Some things never change. Although it may not be QUITE as likely today, for generations parents have been dismayed, even downright hostile, when their children have expressed an interest in pursuing careers as artists. "Why don't you choose something that's gonna pay a decent wage?" "Get a REAL job." "Art may be okay as a hobby, but you'll never earn a living at it." "You're good, but you're not THAT good." Sound familiar? How about, "Nice girls don't go running off to Paris to study art. You should find a good man, get married, settle down, raise some kids..." Those words, or something to that effect, were no doubt ringing in the ears of an attractive young Pennsylvania girl around 1865 shortly after she announced to her horrified parents that four years of study at the Academy of Fine Arts in Philadelphia were not enough. She wanted to go to Paris and study the old masters.

Mary Cassat was born in 1844 in Allegheny City--what is now known as Pittsburgh, Pennsylvania.

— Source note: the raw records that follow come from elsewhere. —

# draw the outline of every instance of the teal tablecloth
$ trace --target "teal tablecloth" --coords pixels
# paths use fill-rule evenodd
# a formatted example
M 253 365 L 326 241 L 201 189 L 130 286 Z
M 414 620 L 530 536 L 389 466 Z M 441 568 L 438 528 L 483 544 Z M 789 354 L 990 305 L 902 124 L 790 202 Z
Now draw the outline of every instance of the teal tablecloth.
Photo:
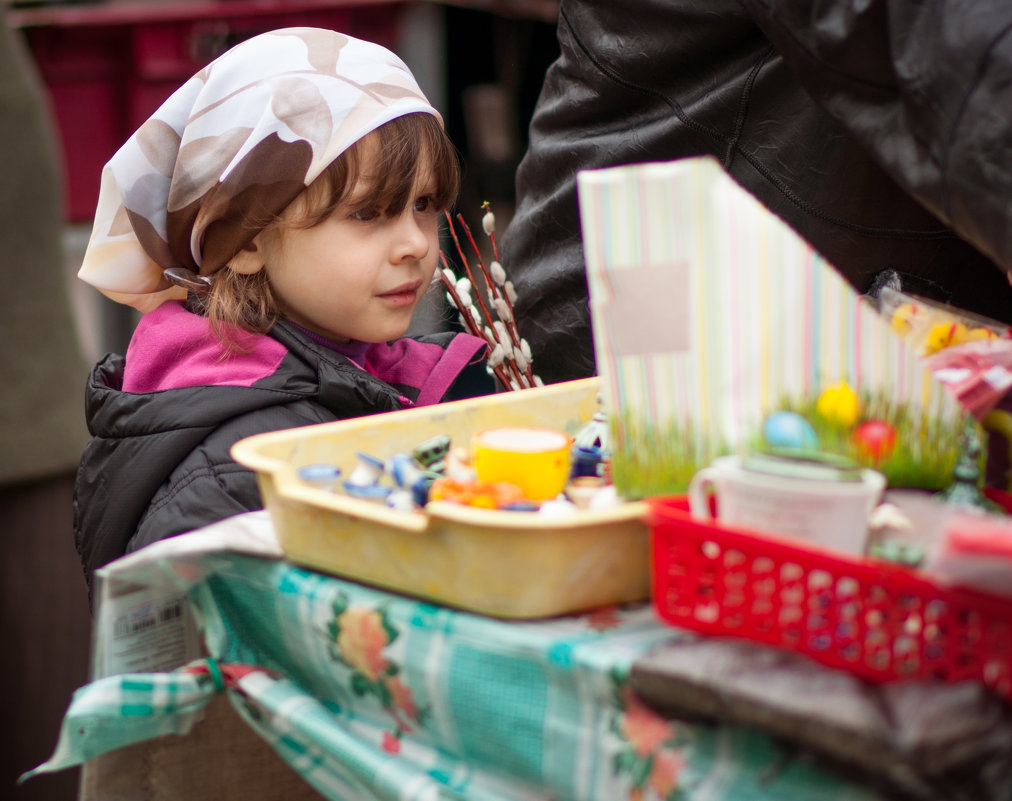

Her parents weren't overly fond of her choosing art over marriage in the first place but her running off to Paris was downright scandalous. It wasn't that they couldn't afford it. They could. It was the thought of their daughter alone, in a faraway country, in a city widely known for it's immoral character, and fraternizing with some of the most NOTORIOUSLY immoral types on earth--ARTISTS. Mary got her way though, but not without some rather stiff concessions. Her MOTHER went with her, to make sure she was properly "established," in a good home, enrolled in a reputable school, and didn't mix with the wrong kind. She began her studies in the workshop of an upstanding academic painter and apparently satisfied her mother that she would be quite all right living alone, attending classes in the morning, copying the old masters in the Louvre in the afternoon. At any rate, perhaps not with some maternal reluctance, her mother eventually returned to this country.

Whereupon Mary immediately abandoned the structured environment of the academic workshop in favor of independent study at the Ecole des Beaux Arts, and especially the works of seventeenth century Old Masters such as Frans Hals, Rubens, and Velazquez, all of which is quite obvious in her early works such as "The Mandolin Player" of 1868 and the "Musical Party of 1874." And just as her parents had feared, she fell in with the wrong crowd--the Impressionists. Edgar Degas was especially fond of her work. She considered him her mentor. In the early 1880s, perhaps to keep her in line, Mary's parents sent her younger sister to live in Paris with her. She appears in many of her paintings of the time, such as "Young Woman Sewing in the Garden." Best known for her paintings of women and children, they grew out of her dislike for paying models when she could paint the household help and their children for free. Later, Mary was strongly influenced by Japanese woodcuts. In 1890, she had her first one-woman show in Paris, which was well received by the French. She was awarded their Legion d'honneur in 1904, but it wasn't until 1912 before she received any recognition in this country. It was then that she received a Gold Medal of Honor from her alma mater, now known as the Pennsylvania Academy of Art. She died in 1926 at the age of 82 proving once and for all that nice girls DO study art and come to paint some VERY nice pictures.